The question at the back of my mind while I’ve been writing all this is whether there are sentient species elsewhere in the Universe who have different coloured blood. This is a long way down the road from the question of any life at all off this planet. It makes the big assumptions that there is, that it’s biochemically based, respires with the help of gases and has something analogous to blood. It’s also a chain of assumptions, appended to many more, made in ‘Star Trek’. Vulcans and the other similar humanoid species I’ve mentioned have green blood, although this doesn’t really show in their complexions. Spock is shown as having a slight green tint, but without other skin pigments he would presumably be expected to be greener than you think, so to speak, but has no plans to take over the world, even accidentally. It’s quite likely that the viewer will find out what colour a particular intelligent lifeform’s blood will be in Trek due to the considerable violence in that franchise. Notably, Klingon blood has been shown as lavender, suggesting it contains manganese, but this is rumoured to be a directorial decision made to keep ‘Star Trek VI: The Undiscovered Country”s PG certificate. In other situations it’s been shown as red. For a more complete breakdown see Memory Alpha.

I can certainly imagine a colder planet than this one, with a thinner atmosphere which nonetheless contains oxygen, having dominant multicellular life forms on its land surface whose blood contains hæmocyanin and is therefore blue. I can even roughly sketch this planet. It orbits a K-type dwarf (orange and slightly cooler than the Sun, and more long-lived) with a mass 90% that of the Sun and a surface temperature of 5200 K. Luminosity is fifty percent of the Sun and the planet orbits 90 million kilometres from its primary, having a year lasting 169 terrestrial days. It has three landlocked oceans, two of which are circumpolar and largely frozen, covering 35% of the planet and a surface gravity of 65% of ours. Mean surface temperature is just above freezing at 45° and partial pressure of oxygen in the atmosphere is 120 millibars, making it impossible for humans to survive there for more than a few minutes without supplemental oxygen.

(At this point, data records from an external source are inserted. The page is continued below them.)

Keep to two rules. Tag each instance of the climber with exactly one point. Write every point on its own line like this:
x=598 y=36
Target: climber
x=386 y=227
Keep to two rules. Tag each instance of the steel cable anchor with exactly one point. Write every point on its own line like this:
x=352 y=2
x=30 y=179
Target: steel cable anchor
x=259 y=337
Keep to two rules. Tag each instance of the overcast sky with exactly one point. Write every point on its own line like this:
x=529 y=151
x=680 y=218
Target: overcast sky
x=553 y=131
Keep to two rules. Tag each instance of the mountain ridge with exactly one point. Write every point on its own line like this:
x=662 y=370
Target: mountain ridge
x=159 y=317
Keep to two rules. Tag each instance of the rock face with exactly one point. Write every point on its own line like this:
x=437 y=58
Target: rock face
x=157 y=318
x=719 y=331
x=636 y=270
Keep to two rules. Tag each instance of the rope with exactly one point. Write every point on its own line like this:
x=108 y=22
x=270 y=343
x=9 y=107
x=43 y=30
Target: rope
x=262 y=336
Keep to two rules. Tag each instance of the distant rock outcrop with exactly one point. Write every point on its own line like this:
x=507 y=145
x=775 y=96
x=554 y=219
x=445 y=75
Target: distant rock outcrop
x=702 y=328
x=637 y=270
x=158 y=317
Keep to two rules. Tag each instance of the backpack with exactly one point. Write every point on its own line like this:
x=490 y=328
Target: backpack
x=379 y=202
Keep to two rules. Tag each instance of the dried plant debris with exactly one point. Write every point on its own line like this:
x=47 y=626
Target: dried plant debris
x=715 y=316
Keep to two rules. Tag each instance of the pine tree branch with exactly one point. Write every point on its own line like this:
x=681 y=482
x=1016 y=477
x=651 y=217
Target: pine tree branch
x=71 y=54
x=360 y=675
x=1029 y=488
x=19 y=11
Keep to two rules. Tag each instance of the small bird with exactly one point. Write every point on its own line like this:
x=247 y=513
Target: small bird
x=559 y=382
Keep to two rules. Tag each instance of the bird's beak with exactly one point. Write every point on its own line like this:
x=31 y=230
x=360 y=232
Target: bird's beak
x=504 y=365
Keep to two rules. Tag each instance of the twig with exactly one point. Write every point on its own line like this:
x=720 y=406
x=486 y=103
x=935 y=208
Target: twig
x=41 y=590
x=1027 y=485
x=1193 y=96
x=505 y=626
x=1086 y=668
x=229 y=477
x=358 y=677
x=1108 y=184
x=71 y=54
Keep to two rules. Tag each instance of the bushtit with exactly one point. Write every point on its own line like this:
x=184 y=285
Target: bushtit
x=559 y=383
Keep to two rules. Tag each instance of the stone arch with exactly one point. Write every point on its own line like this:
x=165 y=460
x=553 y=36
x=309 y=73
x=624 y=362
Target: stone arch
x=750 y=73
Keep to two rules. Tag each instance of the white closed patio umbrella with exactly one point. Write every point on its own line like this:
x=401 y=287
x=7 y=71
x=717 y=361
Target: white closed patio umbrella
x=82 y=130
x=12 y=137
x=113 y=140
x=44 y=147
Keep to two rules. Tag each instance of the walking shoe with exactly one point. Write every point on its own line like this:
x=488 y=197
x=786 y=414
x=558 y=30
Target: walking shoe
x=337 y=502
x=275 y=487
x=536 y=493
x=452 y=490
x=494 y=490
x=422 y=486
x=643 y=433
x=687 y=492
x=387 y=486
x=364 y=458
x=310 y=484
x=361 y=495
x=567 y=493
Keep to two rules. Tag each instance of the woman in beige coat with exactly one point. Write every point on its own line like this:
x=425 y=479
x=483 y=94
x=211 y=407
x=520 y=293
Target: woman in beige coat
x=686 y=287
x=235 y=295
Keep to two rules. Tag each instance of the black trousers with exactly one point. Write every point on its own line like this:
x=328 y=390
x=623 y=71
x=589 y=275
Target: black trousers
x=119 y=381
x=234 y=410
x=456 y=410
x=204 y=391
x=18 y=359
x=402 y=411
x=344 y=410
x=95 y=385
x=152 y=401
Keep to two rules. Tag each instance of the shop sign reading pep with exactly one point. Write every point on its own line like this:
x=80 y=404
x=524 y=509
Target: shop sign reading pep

There are no seasons because of the lack of axial tilt. It has relatively large cold deserts and a diameter of nine thousand kilometres. I could go on with this but it’s easy to conjecture. The sky is turquoise and darker than ours, as are the plants, since they use slightly different wavelengths for photosynthesis. Of course it doesn’t actually follow that blood pigments even carry oxygen, or another respiratory gas, and if there were compounds which carry oxygen they may not change colour.

I don’t want to turn this into yet another SF world-building exercise. To be honest, the main thing writing this has raised in my mind is whether the UK government uses the same definition of vegan as I do, as I seem to have just discovered that vaccines are tested on horseshoe crab blood extracted by killing the animal in question, and although I still plan to get the second vaccine I am really quite angry, and also curious, about this, and want to know what alternatives are available. But anyway, pretty blood.